Cassette Synth Plays With Speed Control

Tape may not sound that great compared to vinyl, but cassette players can be tons of fun when it comes to making your own music. See for instance the Mellotron, or this relatively easy DIY alternative, [Rich Bernett]’s Cassettone cassette player synth.

The Cassettone works by substituting the trim pot that controls the speed of the tape player’s motor with a handful of potentiometers. These are each activated with momentary buttons located underneath the wooden keys. In the video after the break, [Rich] gives a complete and detailed guide to building your own. There’s also a polished Google doc that includes a schematic and the pattern pieces for making the cabinet.

Speaking of which, isn’t the case design nice? It’s built out of craft plywood but aged with varnish and Mod-Podged bits and bobs from vintage electronics magazines. This really looks like a fun little instrument to play.

Would you rather control your tape synth with a MIDI keyboard? Just add Arduino.

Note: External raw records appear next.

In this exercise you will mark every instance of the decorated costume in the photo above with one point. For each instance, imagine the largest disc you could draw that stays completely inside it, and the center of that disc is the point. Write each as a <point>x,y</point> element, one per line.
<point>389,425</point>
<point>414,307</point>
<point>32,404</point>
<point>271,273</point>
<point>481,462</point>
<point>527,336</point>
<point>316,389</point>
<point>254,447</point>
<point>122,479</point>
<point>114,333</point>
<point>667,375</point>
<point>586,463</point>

Thanks for the tip, [midierror]!

10 thoughts on “Cassette Synth Plays With Speed Control

  1. This is such a fun synth. Thank you for the nice tutorial. I’m going to have to build one for myself, and it’s also given me some ideas for a different project I’m working on

  2. This is a terrific project. It’s a very simple hack, electronically, and of course there have been tons of cassette player speed mods done, but the thought and polish put into making this a complete device really show, and the key movement is a great design.

    I plan to build my own, though I’ll probably need to modify things for the cheap walkman I already have — and I’d advise anybody looking at doing this to look at tape loops instead of going to the trouble of recording 30-45 minutes of sine wave per cassette side.

  3. “Tape may not sound that great compared to vinyl”

    The best tape recordings can sound better than the best vinyl recordings, when using a high quality tape recorder and tape. A nice 30IPS reel to reel sounds excellent.

    The problem is in the sound quality of the compact cassette…

    1. Specifically, the cheap, consumer grade compact cassette, like what we’re all used to.

      It’s worth mentioning that those old Beatles and Zeppelin albums were all recorded onto reel-to-reel tape before they were cut and pressed to vinyl. If tape really sounded worse than vinyl, then you would still hear the bottleneck in fidelity on all those old records.